Every where you look this time of year, there's this catchy phrase front and center: New Year, New You. The idea that the mistakes of the past don't have to matter or should be forgotten as you strive to become a different (or better) person than you were before. You can overcome unhealthy life choices, erase bad behavior, eliminate the errors of the past year and do something wholly different. Let this year be the year you make all those changes you've been wanting to make! Shed all the issues that have been holding you down, shake off all the reservations holding you back. All you need is the resolve to become a new you! The problem, as I view it, with this idea is that it leaves you feeling like a failure when you don't live up to your own resolutions. It's an all-or-nothing approach that gives no quarter for the simple truth that you're human and fallible.
Ingrained behaviors are notoriously hard to change, and an arbitrary date on the calendar doesn't necessarily make change simpler.
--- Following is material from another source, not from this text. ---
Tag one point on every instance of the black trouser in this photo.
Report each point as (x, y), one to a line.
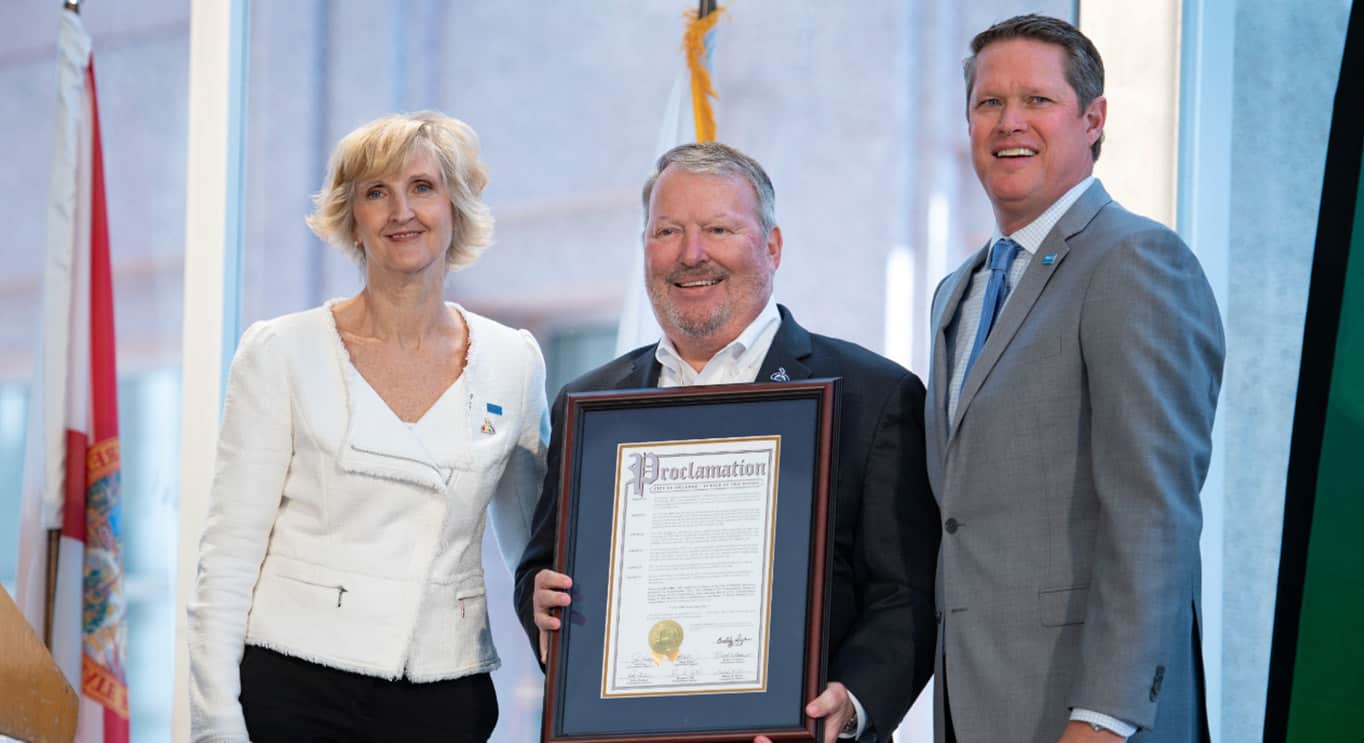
(288, 700)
Often, people are pretty good with whatever for a couple of weeks, start to lose determination mid-month and begin to revert, and then by the end of January... backslide city. It seems to me that all-or-nothing rarely works. Resolutions smack up against reality and reality usually wins. I think goals make more sense, from a continuity standpoint. Goals aren't a hard and fast thing you must do. They're something to strive for - a thing to work toward. As a result, they remain in the forefront of your mind without being something you mentally shame yourself for not working toward every choice you make.
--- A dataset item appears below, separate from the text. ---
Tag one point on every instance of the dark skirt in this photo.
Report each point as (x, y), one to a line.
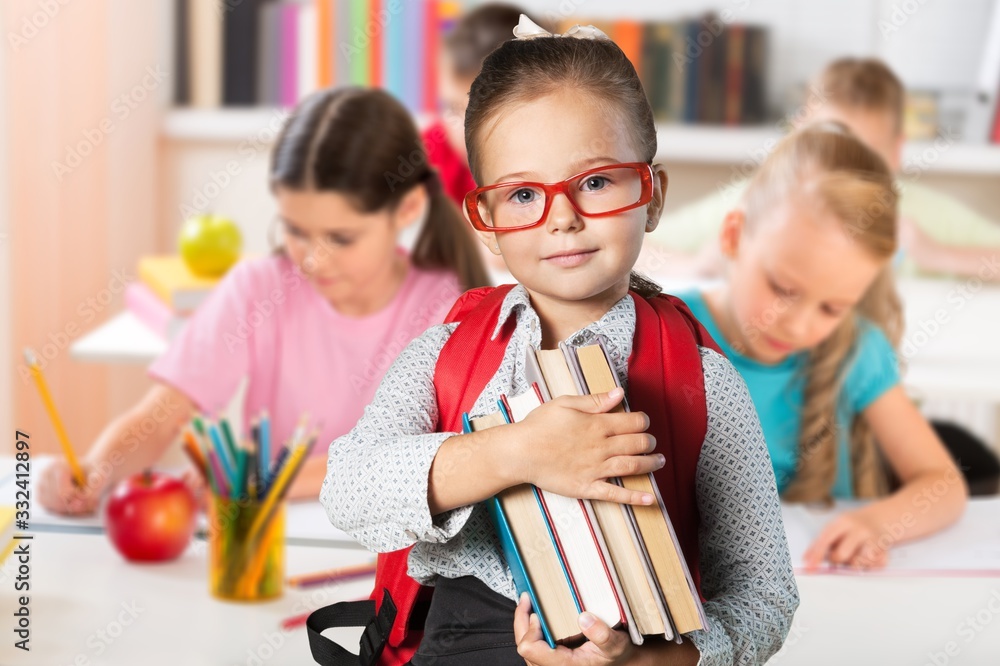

I'm making some changes (already started), but I'm NOT leaving myself behind. The person that is me is not a piece of clothing to be discarded with changing trends. I own my mistakes. I also own my successes and failures, missteps and purposeful strides. I'm not making resolutions - I'm setting goals. Instead of giving myself a list of things I must force myself to do, I am creating a set of things I would like to do and then figuring out what steps I have to take to accomplish those goals.
Happy New Year. May you find some goals to work toward, wherever you believe you need improvement. I'll be over here, working on mine.